Be the one watching

watching

Do you ever feel like we’re trapped inside the pages of a wild fantasy novel, a waking nightmare, or a ‘Black Mirror’ episode?

‘Black Mirror’

It’s a prophetic voice from the media/entertainment world. Too close to home for comfort.
Offering up disturbing images and ideas of a bizarre future, disturbing precisely because they are bizarrely close to reality.

In many ways, ‘Black Mirror’ follows in the time-honoured footsteps of science fiction literature: imagining a future with all its repercussions for the present. (George Orwell’s ‘1984’ and C.S. Lewis’s ‘That Hideous Strength’ should be required reading for all sentient beings.)

I hesitate to call myself a ‘Black Mirror’ addict, as that might imply enjoyment. But I am impressed with the imagination and the warning. Binge viewing may be a temptation for anything else on Netflix, but not with ‘Black Mirror’. Personally, I dose viewing to a SINGLE episode WHEN I have the stamina; 2 episodes end to end: NOT a good idea.

And I wonder if the writers read news headlines, thinking, “Shucks! We’re too late with that storyline, it’s already happening!”

Capturing life

One example of a ‘Black Mirror’-episode-seemingly-come-to-life is our current tendency to view reality through a screen. We’re so busy capturing life, there’s no time to watch it.

Think of the scenes last Saturday of the newlyweds Meghan and Harry riding in their open coach through Windsor. Through a forest of phones. Thousands upon thousands of phones, cameras, tablets.

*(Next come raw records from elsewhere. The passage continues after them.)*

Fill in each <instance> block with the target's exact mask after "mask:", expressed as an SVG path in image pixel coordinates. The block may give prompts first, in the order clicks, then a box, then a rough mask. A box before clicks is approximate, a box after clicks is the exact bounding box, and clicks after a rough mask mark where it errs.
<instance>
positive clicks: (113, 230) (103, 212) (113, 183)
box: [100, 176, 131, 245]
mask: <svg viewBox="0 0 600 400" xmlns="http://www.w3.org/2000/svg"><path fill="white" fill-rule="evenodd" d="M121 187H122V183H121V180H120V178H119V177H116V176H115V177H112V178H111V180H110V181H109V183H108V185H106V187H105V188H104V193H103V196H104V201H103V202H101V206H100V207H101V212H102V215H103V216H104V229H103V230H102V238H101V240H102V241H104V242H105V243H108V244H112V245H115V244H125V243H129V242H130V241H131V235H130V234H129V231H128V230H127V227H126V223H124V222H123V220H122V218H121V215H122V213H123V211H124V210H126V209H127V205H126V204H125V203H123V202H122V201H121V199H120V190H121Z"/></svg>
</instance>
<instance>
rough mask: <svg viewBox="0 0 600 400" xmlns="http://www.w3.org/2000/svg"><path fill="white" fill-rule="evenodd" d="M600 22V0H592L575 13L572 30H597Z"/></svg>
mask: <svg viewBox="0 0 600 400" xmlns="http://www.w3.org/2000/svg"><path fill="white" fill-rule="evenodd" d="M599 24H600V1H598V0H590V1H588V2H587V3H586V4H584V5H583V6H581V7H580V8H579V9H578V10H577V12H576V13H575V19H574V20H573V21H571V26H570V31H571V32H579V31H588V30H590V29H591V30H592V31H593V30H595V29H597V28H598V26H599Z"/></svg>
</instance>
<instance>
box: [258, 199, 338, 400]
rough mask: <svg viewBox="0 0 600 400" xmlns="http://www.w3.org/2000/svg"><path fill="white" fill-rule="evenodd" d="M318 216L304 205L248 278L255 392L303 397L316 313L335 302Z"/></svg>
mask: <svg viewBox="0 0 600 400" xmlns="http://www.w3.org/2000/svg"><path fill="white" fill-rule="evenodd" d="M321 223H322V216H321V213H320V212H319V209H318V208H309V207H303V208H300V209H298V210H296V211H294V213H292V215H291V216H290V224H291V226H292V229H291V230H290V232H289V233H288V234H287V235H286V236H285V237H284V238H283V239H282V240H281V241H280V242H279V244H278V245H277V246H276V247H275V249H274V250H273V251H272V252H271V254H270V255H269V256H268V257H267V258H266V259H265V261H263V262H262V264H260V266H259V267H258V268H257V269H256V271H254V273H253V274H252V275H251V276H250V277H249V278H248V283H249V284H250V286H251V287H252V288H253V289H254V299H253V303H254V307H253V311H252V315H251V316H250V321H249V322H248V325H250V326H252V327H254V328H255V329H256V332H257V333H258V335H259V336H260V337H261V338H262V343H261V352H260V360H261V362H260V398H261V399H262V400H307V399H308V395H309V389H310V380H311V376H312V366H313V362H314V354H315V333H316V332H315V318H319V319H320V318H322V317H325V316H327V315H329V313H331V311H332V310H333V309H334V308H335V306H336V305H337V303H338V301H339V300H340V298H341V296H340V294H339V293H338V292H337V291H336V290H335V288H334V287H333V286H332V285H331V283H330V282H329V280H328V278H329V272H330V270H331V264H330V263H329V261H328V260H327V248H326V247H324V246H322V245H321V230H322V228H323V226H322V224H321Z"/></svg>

I would love to ask the royal couple who they actually had eye contact with. Mostly with the very young and very old? Did nearly everybody else have their eyes glued on their screens?

I would love to ask folks from that crowd if they thought about putting down their handheld devices to simply watch Meghan and Harry passing by. Or is there a fear of missing the moment: it has to be recorded in order to be relived and relived again.

But was it ever lived in the first place?

Is the irony, the tragedy, that we have already missed the moment in our efforts to capture it?

Be the one watching

And are we approaching a ‘Black Mirror’ point in society where we’re so accustomed to viewing life through our screens that we start to feel naked and vulnerable without them?

That we start to fear actual eye contact?

Have we even passed that point?

Dare we see screenless?

Let’s not miss the moment passing by.

 

 

Photo: How about screenless viewing?